It’s heartening to see that virtually everyone who has blogged on the proposed tax on bank accounts in Cyprus has pointed out that this is a set-up for a run on Cyprus banks. I have little to add to that discussion.

What I do have to add, though, is that we’ve seen something like this in U.S. economic history. William D. Lastrapes and George Selgin laid out the details in “The Check Tax: Fiscal Folly and the Great Monetary Contraction,” Journal of Economic History, Vol. 57, No. 4, (Dec., 1997), pp. 859-878. In June 1932, the Revenue Act that Herbert Hoover signed imposed a 2-cent tax on each check. Treasury Secretary Andrew Mellon, one of my erstwhile heroes, pushed for it. Two cents per check is trivial today, but remember how much inflation we’ve had since then. To see how important the tax was, you need to know the size of the average check. Lastrapes and Selgin write:

The Treasury’s own position had been based on its $175 estimate of the mean value of a bank check. A two-cent tax was, of course, unlikely to cause any significant switch to currency for such large transactions. But the Treasury’s figure came from data that included some very large financial transactions. The figure therefore hid the fact that the vast majority of checks, including checks for family expenditures, wage payments, and purchases by agricultural cooperatives, were written for much smaller amounts. For instance, according to the National Cooperative Milk Producers’ Federation, as of 1932 dairy farmers had been receiving approximately 150 million checks annually, with a mean value per check of only $2.15. The proposed tax applied to such checks would therefore have been approximately equivalent to a one-percent tax on dairy products at a time when dairy industry profits were exceedingly slim or nonexistent. Similar circumstances prevailed, though on a smaller scale, in the poultry and egg industries. The [Ways and Means] committee was convinced that a check tax might sponsor a large scale switch to currency-based payments in these industries, at the expense of banks serving them.

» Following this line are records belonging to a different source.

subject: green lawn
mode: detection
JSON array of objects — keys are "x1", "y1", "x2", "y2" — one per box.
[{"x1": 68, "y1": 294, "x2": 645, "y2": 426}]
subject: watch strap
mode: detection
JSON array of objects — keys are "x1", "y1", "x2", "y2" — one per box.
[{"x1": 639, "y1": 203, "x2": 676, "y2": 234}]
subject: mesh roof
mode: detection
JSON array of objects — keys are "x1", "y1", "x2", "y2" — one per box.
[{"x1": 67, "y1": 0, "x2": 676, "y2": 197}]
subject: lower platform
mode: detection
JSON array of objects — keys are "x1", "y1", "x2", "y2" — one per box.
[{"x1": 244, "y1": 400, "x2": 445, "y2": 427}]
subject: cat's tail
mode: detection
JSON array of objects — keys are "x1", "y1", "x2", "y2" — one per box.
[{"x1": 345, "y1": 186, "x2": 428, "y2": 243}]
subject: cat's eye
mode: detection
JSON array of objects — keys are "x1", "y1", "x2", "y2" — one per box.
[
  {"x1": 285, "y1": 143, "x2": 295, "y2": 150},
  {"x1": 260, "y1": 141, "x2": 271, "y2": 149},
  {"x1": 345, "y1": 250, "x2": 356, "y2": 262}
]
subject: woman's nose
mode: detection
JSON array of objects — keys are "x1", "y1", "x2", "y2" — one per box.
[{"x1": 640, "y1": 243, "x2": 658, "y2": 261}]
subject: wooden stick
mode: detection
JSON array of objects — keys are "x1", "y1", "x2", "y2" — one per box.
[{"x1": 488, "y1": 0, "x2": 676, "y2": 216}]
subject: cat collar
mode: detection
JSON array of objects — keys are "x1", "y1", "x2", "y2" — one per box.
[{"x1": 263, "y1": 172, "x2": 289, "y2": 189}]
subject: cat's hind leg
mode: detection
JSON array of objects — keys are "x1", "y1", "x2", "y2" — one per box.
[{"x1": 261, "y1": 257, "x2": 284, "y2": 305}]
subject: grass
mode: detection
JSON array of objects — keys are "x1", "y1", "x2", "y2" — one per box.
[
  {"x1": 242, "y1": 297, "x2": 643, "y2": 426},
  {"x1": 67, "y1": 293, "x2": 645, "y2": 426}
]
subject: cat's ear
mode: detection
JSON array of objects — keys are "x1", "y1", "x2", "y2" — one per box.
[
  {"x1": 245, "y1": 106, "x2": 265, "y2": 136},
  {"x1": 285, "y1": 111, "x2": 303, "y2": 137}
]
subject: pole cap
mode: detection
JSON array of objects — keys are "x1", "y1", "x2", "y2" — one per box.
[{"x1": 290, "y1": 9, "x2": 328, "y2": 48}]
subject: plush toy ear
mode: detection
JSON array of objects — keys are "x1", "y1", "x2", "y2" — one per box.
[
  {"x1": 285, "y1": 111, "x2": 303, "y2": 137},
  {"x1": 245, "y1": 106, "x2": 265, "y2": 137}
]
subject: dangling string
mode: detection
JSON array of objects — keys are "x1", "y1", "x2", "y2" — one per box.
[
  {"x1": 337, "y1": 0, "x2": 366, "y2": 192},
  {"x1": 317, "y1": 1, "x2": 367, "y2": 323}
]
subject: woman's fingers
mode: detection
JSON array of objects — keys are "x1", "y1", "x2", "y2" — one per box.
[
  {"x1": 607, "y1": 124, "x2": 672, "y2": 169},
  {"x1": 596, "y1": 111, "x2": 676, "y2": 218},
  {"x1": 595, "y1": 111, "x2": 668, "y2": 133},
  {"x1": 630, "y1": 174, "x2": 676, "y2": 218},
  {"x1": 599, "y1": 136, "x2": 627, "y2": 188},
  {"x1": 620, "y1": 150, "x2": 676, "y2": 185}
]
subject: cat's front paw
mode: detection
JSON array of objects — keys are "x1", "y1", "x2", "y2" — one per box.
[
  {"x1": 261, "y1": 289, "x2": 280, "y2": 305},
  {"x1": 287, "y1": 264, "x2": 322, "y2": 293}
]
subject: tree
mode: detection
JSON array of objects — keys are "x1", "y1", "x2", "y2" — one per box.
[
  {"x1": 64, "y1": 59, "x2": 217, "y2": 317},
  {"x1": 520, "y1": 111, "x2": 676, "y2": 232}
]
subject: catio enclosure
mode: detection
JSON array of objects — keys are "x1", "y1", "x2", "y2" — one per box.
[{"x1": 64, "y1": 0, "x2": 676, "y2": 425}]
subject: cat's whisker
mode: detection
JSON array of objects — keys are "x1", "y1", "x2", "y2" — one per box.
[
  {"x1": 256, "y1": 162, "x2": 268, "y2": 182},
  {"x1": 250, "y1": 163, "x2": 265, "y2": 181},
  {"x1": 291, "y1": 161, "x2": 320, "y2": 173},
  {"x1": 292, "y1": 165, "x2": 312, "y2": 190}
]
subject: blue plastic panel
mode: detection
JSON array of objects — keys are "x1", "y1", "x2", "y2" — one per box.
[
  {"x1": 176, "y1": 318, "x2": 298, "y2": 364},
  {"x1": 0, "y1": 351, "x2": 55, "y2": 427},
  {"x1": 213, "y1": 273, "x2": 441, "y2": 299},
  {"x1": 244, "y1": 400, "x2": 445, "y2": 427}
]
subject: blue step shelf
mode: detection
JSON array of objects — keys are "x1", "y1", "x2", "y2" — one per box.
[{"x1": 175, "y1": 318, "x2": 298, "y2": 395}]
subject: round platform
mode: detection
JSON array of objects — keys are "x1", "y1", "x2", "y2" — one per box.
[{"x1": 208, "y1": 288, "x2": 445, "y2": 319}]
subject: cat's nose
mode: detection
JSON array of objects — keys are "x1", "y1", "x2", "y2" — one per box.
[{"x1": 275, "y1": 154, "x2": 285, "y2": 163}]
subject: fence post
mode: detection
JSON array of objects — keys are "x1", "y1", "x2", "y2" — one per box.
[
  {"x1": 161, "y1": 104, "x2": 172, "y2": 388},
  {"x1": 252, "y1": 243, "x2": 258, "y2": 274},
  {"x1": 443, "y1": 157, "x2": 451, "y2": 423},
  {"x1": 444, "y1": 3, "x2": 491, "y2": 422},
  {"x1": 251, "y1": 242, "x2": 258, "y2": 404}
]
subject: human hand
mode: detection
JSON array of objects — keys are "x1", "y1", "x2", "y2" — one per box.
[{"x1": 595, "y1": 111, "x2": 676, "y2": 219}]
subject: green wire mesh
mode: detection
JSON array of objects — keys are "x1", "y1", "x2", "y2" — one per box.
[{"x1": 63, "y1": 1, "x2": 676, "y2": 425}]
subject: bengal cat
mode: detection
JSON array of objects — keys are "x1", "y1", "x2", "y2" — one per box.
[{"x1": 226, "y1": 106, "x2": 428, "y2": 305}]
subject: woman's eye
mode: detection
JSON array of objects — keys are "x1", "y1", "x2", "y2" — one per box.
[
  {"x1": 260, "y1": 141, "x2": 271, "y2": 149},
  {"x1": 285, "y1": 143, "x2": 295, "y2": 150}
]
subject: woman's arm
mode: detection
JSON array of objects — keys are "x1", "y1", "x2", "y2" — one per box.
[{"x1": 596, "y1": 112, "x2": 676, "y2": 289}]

Critics of the check tax pointed out the worrisome implication for banks the money supply:

The ensuing reduction of credit would in turn do further damage to the economy as a whole. In the end the committee concurred with a New Jersey banker’s testimony that “if there ever was a time when money should be kept in the banks as distinguished from pockets and money tills, it is now.

And, sure enough, here was the effect:

The check tax therefore accounts for about 26 percent of the actual increase [in the currency/deposit ratio]. As for M1, the check tax accounts for 35 percent of its overall decline (from $25 billion to $19 billion) between October 1930 and March 1933.

In short, the tax on checks contributed to the severity of the Great Depression.